This excerpt exemplifies how NUDM articulates structural gender-based violence through a prognostic frame that goes beyond punitive or legalistic solutions. Rather than merely addressing gender-based violence as an isolated incident requiring intervention after the fact, the movement interprets economic autonomy as a preventative mechanism. The concept of a self-determination income reframes financial independence not only as a means of escape from violent situations but as a precondition for self-determined choices in relationships and life trajectories. The interviewee highlights how previous movements had long advocated for a basic income, but struggled to make its necessity resonate with the general public. NUDM's framing of this claim as a response to gender-based violence effectively bridges economic justice with feminist claims, demonstrating how financial dependence reinforces structural forms of violence. By embedding economic autonomy within the movement's broader critique of patriarchy and capitalism, NUDM moves beyond traditional feminist demands focused solely on legal or social protections. Furthermore, this framing demonstrates a shift in feminist discourse from a reactive to a proactive stance. This aligns with broader feminist critiques of neoliberal policies that erode the welfare state, reinforcing how economic precarity is deeply intertwined with gender-based violence.

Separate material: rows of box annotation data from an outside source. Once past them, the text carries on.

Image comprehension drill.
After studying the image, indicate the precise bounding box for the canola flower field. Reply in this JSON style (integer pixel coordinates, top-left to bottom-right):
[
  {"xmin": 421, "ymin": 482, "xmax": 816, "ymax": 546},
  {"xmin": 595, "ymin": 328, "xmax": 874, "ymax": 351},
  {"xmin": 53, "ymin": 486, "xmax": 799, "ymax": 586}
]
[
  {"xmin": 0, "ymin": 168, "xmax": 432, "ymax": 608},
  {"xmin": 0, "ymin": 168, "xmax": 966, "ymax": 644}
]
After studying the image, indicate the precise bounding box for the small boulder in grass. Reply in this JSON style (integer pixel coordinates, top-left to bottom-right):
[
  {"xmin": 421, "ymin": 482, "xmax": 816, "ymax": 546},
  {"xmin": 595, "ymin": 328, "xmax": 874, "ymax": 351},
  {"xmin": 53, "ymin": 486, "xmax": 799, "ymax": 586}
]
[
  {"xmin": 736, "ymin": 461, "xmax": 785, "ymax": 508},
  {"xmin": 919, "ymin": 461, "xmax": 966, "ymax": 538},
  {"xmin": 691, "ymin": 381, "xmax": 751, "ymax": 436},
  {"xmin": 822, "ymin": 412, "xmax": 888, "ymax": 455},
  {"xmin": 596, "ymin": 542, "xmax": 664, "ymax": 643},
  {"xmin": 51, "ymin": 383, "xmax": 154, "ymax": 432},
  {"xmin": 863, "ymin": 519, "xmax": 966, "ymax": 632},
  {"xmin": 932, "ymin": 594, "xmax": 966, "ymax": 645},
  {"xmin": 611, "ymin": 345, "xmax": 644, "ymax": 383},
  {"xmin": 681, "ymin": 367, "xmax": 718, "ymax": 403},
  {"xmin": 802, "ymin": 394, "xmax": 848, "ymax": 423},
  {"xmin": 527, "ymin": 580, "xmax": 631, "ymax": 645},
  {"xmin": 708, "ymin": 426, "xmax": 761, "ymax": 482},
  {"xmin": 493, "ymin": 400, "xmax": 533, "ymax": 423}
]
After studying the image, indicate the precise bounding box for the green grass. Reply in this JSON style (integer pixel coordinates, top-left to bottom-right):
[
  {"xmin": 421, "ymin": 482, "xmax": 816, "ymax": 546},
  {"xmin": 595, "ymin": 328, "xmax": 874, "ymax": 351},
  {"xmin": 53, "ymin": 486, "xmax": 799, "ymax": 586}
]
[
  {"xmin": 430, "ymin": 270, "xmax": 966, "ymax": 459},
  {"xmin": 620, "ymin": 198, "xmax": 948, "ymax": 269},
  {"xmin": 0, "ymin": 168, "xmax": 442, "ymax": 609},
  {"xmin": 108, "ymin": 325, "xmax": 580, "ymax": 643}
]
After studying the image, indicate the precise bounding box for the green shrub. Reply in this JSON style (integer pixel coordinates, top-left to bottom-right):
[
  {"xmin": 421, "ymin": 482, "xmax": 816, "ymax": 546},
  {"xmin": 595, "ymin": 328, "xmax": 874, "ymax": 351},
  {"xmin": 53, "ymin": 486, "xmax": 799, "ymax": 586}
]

The interviewee also underscores a key aspect of prognostic framing: the importance of developing tangible, actionable solutions within a movement's timeframe. By stressing that NUDM was able to propose concrete escape mechanisms alongside their critique of violence, the movement positions itself as not only diagnostic but solution-oriented. This highlights how NUDM's prognostic frame moves beyond abstract theoretical critiques, actively working to reshape economic conditions that sustain gender-based violence.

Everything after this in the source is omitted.